The use of steroids in these injuries is controversial. Based on their own results, Lewis et al recommend the use of steroids with antibiotics in all patients except for those with grease gun injuries with minimal tissue extension.  Conversely, Jebson et al do not use steroids routinely,  whereas Pinto et al believe steroids are contraindicated because they depress the leukocyte response.  In a literature review of 435 cases over 37 years, Hogan and Ruland found that steroid administration did not impact the amputation rate or incidence of infection.  Range-of-motion exercises are begun early in the postoperative period to avoid a stiff digit or hand.
This aggressive approach can be modified for air and clean water injection injuries.  Air injection injuries may be treated by the administration of broad-spectrum intravenous antibiotics, splinting, and elevation.  Clean water injection injuries require superficial debridement (which can be performed under local anesthesia), broad-spectrum antibiotics, and elevation. In either situation, close observation is necessary, and modification to the aggressive surgical approach previously described is instituted if indicated. Reconstruction with skin grafts or local flaps may be necessary.
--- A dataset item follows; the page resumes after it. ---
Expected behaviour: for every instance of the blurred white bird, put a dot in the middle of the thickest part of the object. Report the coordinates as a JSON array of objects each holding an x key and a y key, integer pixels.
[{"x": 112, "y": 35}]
The final outcome must be guarded, especially when the injected material is a toxic chemical. Even if the digit survives, it usually results in a painful, stiff, atrophic digit. In a long-term follow-up prospective study, Wieder et al  found that the main complaints were cold intolerance, hypersensitivity, paresthesias, and constant pain. The stiff symptomatic digit may be more of a hindrance than of functional or aesthetic use. In such cases, amputation may be the best course of treatment. Patients with these injuries must be informed and prepared for a poor outcome, including eventual amputation of the involved digit.